Performance Considerations

Running transformer-based scanners (Toxicity, PromptInjection) adds latency to every inference call. Benchmark your specific scanner configuration before deploying to production:

  • BanSubstrings and Sensitive (regex mode): sub-millisecond per call.
  • Sensitive (NER mode with Presidio): 20-100ms depending on response length.
  • Toxicity (transformer model): 50-200ms on CPU; 5-20ms on GPU.
  • PromptInjection (transformer model): 50-200ms on CPU.

For latency-sensitive applications, run transformer-based scanners asynchronously after returning the response to the user, and use the results to flag sessions for human review rather than blocking synchronously. Apply synchronous blocking only for the fast regex-based scanners.

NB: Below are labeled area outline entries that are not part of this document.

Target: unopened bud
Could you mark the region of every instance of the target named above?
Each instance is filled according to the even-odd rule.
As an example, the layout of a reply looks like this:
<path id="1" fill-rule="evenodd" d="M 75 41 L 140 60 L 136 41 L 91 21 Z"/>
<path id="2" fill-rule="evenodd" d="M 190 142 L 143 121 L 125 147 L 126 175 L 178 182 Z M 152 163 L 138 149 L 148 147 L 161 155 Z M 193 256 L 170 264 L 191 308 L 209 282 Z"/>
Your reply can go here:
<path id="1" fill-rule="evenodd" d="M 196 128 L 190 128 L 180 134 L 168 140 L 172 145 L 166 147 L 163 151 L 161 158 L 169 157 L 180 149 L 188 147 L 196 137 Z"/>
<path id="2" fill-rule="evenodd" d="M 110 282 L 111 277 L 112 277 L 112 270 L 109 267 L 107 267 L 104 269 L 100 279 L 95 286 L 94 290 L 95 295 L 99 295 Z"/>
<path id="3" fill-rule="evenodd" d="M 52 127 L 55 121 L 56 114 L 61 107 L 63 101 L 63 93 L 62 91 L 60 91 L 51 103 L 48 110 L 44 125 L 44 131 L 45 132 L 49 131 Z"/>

Combining LLM Guard with Upstream Controls

LLM Guard output scanning provides meaningful protection but is most effective as the last line of defense in a layered architecture:

  1. Input sanitization: Apply LLM Guard input scanners and Presidio to user prompts before they reach the model.
  2. Prompt design: Structure system prompts to reduce the probability of PII or injection content appearing in outputs.
  3. Output scanning (this tool): Catch what slips through the model layer before it reaches the user.
  4. Frontend rendering: Apply DOMPurify or equivalent sanitization when rendering output in the browser, independent of backend scanning.

No single layer is sufficient. Defense in depth across all four layers provides the strongest practical protection against OWASP LLM05 vulnerabilities.